On m'a récemment interrogé sur la doctrine chrétienne de la dépravation totale. La personne qui me questionnait était une chrétienne élevée dans les cercles wesleyo-arminiens. Elle me demanda :
Nous, wesleyens, ne croyons-nous pas que la dépravation de l'homme est totale ? Dans ce cas, l'homme n'est-il pas dépourvu de tout ce à quoi Dieu pourrait se référer pour l'appeler au salut ?
Je lui ai répondu que les wesleyens, entre autres, croient que l'image de Dieu dans l'homme (l'Imago Dei) est entachée en conséquence de la chute d'Adam, sans être toutefois détruite. Tous les humains, même s'ils sont pécheurs, continuent à porter l'image de Dieu. De plus, il existe une grâce prévenante (la grâce qui précède) permettant même au plus vil des pécheurs d'être capable de répondre à l'appel de l'Évangile.
Sa question m'a incité à proposer quelques précisions sur le sujet de la dépravation totale.

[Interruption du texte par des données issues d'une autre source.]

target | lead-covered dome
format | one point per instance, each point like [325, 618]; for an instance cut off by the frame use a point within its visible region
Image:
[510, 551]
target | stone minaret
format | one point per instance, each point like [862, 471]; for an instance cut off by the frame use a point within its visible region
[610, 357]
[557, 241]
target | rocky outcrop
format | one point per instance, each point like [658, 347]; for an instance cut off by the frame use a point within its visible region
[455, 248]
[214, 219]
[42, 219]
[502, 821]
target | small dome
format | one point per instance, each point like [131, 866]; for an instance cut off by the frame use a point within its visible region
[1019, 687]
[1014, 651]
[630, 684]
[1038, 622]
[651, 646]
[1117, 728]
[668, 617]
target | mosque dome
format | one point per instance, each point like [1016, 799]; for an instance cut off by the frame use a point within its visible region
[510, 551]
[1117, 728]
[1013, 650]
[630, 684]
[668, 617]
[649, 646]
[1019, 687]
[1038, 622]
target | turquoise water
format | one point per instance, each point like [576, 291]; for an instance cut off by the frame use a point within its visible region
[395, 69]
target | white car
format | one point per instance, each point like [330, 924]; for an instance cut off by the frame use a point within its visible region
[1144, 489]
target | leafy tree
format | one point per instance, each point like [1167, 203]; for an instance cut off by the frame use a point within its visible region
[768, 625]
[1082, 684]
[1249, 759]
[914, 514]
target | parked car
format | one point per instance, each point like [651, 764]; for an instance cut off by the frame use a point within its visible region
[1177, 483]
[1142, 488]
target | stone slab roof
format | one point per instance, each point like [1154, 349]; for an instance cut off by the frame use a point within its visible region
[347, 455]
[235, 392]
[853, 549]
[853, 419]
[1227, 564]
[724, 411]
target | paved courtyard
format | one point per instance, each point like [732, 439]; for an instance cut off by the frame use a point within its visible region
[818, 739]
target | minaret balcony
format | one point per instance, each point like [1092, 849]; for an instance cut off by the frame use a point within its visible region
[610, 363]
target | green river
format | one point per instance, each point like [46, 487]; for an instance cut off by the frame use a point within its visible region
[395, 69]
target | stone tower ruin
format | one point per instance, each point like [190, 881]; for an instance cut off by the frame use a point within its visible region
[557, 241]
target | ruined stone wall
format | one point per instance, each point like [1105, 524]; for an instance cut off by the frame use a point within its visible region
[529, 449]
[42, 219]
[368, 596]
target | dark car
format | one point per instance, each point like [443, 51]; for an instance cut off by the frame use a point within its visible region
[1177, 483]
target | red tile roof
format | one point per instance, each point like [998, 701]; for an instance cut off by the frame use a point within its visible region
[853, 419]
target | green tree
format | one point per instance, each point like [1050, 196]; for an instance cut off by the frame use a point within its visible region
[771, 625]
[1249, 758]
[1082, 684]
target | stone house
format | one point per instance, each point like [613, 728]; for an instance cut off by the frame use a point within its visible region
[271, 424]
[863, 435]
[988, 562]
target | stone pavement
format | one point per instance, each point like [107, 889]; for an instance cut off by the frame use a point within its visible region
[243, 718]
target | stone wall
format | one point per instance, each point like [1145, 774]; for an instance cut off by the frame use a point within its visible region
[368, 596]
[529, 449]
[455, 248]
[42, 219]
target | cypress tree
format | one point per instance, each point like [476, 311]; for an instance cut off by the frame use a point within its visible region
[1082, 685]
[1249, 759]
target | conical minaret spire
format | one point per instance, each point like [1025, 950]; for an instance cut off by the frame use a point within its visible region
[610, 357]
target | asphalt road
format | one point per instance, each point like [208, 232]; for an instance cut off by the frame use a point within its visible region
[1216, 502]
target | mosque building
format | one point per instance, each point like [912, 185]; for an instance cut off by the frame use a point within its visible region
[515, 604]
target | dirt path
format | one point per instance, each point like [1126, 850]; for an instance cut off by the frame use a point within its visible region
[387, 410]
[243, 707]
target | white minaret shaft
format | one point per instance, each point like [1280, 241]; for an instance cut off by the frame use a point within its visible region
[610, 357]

La dépravation totale atteint chaque aspect de l'humanité
Dans quelle mesure la dépravation est totale ? Il s'agit non seulement d'une question théologique profonde, mais aussi d'une question pastorale importante.
Au dix-huitième siècle, John Fletcher, immigré d'origine suisse, a quitté son pays pour l'Angleterre, s'est converti dans un cadre méthodiste, a appris la langue anglaise et a été ordonné pasteur anglican (épiscopalien). Il a servi dans une église à Madeley et s'est fait connaître sous le nom de Fletcher of Madeley. Il fut choisi par John Wesley pour lui succéder, mais il mourut avant Wesley.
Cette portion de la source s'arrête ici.